In the past I’ve shied away from writing a concerto (not that requests for these arrive every week, of course.) I think something about the concert manners of the form has put me off – the obligatory preening of the soloist on the platform, the way the orchestra are soon obliterated from musical attention. Many of my favourite pieces are in fact concerti – but how rarely you hear a Mozart concerto, or even a Beethoven, in today’s symphony orchestra world.
These negative thoughts flew away, at least temporarily, during an inspiring week spent with the Adelaide Symphony Orchestra to hear the premiere of… that thing I had hitherto avoided, a new concerto written by me. Oboe soloist Celia Craig was always calmly poised onstage, having over the last six months impeccably prepared for this musical conversation with the orchestra. Even standing up to play a continuously challenging twenty-minute solo seemed a feat to me, though Celia told me she welcomed not being seated while performing.

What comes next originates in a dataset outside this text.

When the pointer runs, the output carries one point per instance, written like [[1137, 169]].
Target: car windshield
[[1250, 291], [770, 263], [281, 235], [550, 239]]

Propitiously, the premiere concerts were conducted by a great ex-oboe player, Douglas Boyd; somehow, another fine British oboist, David Cowley, turned out to be sitting in the audience. Adelaide also has a particularly active chapter of the Australasian Double Reed Society, quite a few of whom who were at the concerts encouraging us along. I don't have entirely easy memories of the years I myself played the instrument, with the usual attendant difficulties. But this was like revisiting my own oboe-playing times, amidst friendly company, in a more optimistic spirit.